The Hidden Difference Between Optimism and Positive Thinking originally appeared on Greater Good, the online magazine of the Greater Good Science Center at UC Berkeley.

I confess I’ve never read the bestselling book, The Secret. But its basic premise goes something like this: Visualize what you want in life and really believe it will happen, and you will attract it to you. Whether it’s wealth, health, or better relationships you want, the “power of positive thinking” is all that it takes to make it manifest.

But, according to Gabriele Oettingen, a motivation researcher at New York University and author of the new book, Rethinking Positive Thinking - it's not just about happy thoughts - but actually planning for and anticipating those positive outcomes.

A combination of dreaming and anticipating challenges you'll face — “mental contrasting”— is important for motivation.

Oettingen distinguishes between optimism— positive expectations about the future based on past experiences—and relying on just positive thinking or wishful dreaming.

A combination of dreaming and anticipating challenges you'll face — which Oettingen calls “mental contrasting”— is important for motivation, setting in motion unconscious cognitive processes that are important in goal attainment.

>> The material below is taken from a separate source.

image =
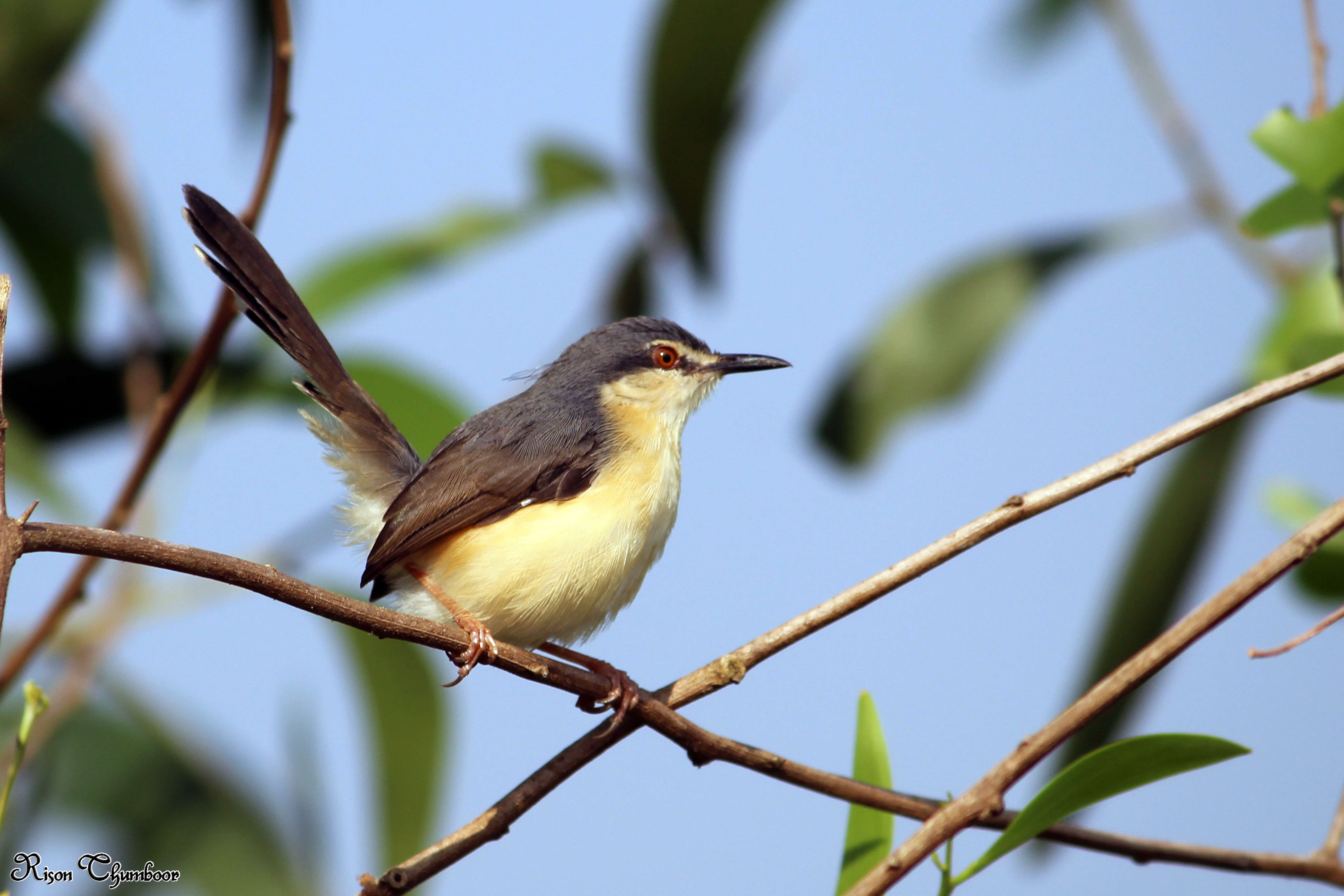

It’s also important for goals to have context. In one study, Oettingen and her colleagues asked computer science students to rate how likely it would be for them to get better at math, and to list four potential positive outcomes and four potential negative obstacles to achieving this goal.

Dividing the students into three groups, the researchers asked students to either indulge in fantasies based on their positive outcomes, dwell on their negative obstacles, or engage in mental contrasting. Results showed that those students who thought they could improve in math and who used mental contrasting tried harder and achieved more according to independent teacher reports than those who indulged in positive fantasies or dwelled on negative obstacles.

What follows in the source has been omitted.